Lois Biener, Center for Survey Research, was appointed to the Scientific and Program Advisory Steering Committee of the American Legacy Foundation and will serve as chair of the Evaluation Research Panel. The organization is responsible for the Truth.com national antitobacco media campaign.

Reverend Adrienne Berry-Burton has joined the Interfaith Campus Ministry as the Protestant campus minister. She has been appointed by the Board of Boston Cambridge Ministries in Higher Education (BCMHE), which oversees the ministry at UMass Boston as well as those at MIT, Suffolk University, Boston University, and Harvard University. She replaces Sarah Small, who served as the Protestant minister for many years, and has been ill for quite some time. Dean of Students Stephanie C. Janey recently accepted a position on the BCMHE Board as a representative from the UMass Boston community.

Mary Bonner, secretary for the English Graduate Program, retired from the University on October 21 after 26 years of employment. She moved to Ireland on November 1.

The National Academy of Sciences has appointed Gary N. Siperstein, director of the Center for Social Development and Education, to a two-year term on the Committee on Disability Determination for Mental Retardation.

Births

Fernando Colina, Office of Institutional Research, and his wife Sonia had their first child, Olivia, on August 5.

A daughter, Liana Lesley Freeman, was born to Dale H. Freeman of the UMass Boston Archives and his wife Andra on April 14, 2000.

In the News

McCormack Institute Director Edmund Beard was interviewed live on national CNN television on October 3 on historical parallels to earlier presidential debates, the potential impact of such debates on voters, and the legitimacy of excluding third parties from the debates. Beard also offered pre-debate commentary on Boston's WBZ Channel 4 and on New England Cable News.

Robert Bucci, research director of the UMass Poll, was quoted in the Worcester Telegram and Gazette on the tax rate rollback initiative.

Lou DiNatale, director of the UMass Poll, appeared on WBZ Channel 4 news commenting on the 40th anniversary of the Kennedy-Nixon Debate; on October 11, he gave debate commentary on New England Cable News.

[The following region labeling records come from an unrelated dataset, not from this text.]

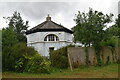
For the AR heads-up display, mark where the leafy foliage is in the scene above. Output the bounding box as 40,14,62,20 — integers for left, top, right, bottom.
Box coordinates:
72,9,113,46
4,11,29,42
72,9,113,65
50,45,73,68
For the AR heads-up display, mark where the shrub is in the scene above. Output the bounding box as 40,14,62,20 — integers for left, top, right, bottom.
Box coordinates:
50,45,72,68
26,54,51,73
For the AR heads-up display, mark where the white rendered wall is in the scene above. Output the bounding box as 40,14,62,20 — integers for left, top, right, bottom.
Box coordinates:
27,32,73,56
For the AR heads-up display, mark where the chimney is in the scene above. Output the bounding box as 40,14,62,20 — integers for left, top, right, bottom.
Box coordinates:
46,14,51,21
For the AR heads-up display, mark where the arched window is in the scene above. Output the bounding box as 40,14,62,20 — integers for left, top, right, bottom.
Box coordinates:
44,34,59,41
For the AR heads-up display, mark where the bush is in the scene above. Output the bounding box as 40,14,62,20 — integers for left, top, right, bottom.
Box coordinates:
3,43,51,73
50,45,72,68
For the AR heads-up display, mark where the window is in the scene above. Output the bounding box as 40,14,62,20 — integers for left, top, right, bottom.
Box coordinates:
44,34,59,41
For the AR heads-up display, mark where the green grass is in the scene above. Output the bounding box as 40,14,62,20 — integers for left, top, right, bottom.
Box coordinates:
2,64,118,78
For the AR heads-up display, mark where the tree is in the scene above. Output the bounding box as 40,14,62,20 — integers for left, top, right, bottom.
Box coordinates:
72,8,113,46
4,11,29,42
72,8,113,65
2,27,18,69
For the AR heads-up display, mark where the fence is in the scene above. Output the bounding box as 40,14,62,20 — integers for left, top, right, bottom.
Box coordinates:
67,47,118,67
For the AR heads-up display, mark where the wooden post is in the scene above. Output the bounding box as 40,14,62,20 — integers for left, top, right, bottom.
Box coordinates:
67,48,73,71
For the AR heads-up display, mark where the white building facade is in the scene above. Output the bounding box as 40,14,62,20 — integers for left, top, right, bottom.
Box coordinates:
26,16,73,56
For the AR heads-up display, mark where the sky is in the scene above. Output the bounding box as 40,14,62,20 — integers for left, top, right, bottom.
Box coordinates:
0,0,119,29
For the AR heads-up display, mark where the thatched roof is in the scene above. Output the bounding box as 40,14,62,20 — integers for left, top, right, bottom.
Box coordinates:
26,16,73,34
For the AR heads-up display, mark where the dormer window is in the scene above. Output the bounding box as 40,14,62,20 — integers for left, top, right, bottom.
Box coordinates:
44,34,59,41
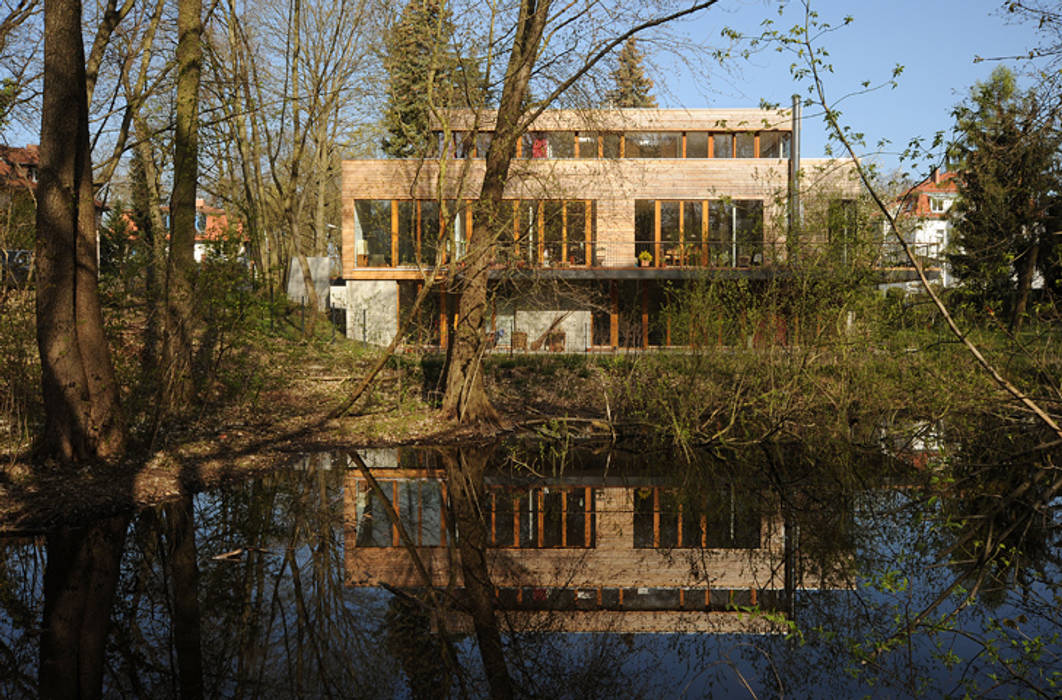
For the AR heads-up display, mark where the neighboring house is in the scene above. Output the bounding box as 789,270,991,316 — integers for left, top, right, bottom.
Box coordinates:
886,168,959,287
0,146,40,250
0,143,107,276
342,109,859,352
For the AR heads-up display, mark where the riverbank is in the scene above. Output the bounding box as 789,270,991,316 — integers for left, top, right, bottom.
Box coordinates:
0,320,1053,533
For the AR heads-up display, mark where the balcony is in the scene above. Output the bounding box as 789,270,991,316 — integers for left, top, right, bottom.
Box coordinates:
357,239,942,276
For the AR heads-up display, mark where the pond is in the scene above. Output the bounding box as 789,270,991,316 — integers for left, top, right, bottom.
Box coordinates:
0,441,1062,698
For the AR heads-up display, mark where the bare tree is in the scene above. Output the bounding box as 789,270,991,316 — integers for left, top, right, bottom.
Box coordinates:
161,0,203,410
36,0,125,461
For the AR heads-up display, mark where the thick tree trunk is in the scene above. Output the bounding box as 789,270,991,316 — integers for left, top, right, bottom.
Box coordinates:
162,495,203,699
161,0,203,410
443,0,551,423
38,515,129,698
36,0,125,461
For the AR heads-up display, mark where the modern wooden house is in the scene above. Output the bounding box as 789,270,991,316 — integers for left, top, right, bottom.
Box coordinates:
343,450,845,632
342,109,859,352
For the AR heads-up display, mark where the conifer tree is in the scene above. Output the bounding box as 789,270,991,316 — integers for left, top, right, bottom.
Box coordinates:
605,36,656,107
948,66,1062,329
382,0,478,158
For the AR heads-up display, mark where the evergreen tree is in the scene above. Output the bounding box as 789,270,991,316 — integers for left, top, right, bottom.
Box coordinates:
605,36,656,107
947,66,1062,329
382,0,482,158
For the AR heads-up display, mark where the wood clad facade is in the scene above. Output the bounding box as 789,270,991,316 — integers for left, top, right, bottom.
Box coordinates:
342,109,859,349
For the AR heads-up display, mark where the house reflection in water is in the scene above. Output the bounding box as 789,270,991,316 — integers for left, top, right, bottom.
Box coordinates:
344,450,836,633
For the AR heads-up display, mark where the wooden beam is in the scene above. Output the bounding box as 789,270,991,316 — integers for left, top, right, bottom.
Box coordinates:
609,279,619,348
640,279,649,347
391,200,398,268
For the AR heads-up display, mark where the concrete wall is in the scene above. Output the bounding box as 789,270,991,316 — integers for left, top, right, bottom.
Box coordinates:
346,279,398,345
506,308,590,353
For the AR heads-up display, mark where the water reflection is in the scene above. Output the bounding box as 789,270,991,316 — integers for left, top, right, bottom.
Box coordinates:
0,441,1062,698
344,451,815,633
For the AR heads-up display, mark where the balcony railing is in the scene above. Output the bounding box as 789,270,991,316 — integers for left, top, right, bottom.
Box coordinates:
359,240,942,270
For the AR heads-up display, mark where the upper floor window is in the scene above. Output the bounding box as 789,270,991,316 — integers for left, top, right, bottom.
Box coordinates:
433,131,791,158
624,132,682,158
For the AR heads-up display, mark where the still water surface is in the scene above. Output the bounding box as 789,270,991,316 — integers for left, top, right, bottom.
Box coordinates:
0,445,1062,698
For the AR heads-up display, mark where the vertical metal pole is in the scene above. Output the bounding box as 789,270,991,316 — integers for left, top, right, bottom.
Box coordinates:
787,95,802,257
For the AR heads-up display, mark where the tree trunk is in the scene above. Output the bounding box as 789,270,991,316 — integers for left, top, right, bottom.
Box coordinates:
443,0,551,424
1010,241,1040,334
38,515,129,698
161,0,203,411
36,0,125,461
162,495,203,699
443,447,513,699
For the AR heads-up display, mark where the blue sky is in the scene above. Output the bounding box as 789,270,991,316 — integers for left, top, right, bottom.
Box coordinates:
645,0,1037,171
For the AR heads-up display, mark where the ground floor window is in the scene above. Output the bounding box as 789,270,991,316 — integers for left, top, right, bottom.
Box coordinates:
355,479,446,547
634,485,760,549
483,486,597,549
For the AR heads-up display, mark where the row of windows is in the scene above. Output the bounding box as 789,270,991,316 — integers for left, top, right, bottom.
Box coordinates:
355,200,766,268
355,479,760,549
354,200,597,268
435,131,791,158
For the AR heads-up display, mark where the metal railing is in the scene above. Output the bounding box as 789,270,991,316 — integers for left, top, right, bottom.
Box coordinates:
359,240,943,270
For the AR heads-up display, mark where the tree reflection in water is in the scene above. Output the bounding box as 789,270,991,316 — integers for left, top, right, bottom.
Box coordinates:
0,435,1062,698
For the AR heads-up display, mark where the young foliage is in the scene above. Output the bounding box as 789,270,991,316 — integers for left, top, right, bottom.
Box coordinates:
605,36,656,107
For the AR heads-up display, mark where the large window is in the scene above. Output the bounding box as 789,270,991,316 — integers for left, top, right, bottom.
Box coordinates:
634,200,764,267
498,200,596,268
483,486,597,548
707,200,765,268
624,132,682,158
354,200,470,268
759,132,790,158
355,479,445,547
634,486,760,549
686,132,708,158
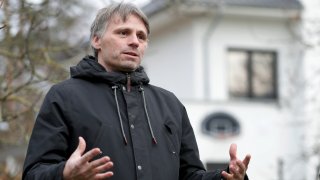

Professor Garrison Nelson, senior fellow of the McCormack Institute and UMass Poll, was quoted by the Baltimore Sun, Burlington Free Press, Chicago Tribune, Congressional Quarterly, Providence Journal, USA Today, Wall Street Journal, andWashington Post on the upcoming elections in Vermont. He also was on WKDR-AM and WPTZ-TV giving commentary on the presidential debates.

Professor James Ward, Political Science Department, was interviewed by WLVI Channel 56 to discuss the history of voting on October 18.

Correction

Due to a printer's error, the photos for the October University Reporter were scanned improperly, making them unclear and distorted.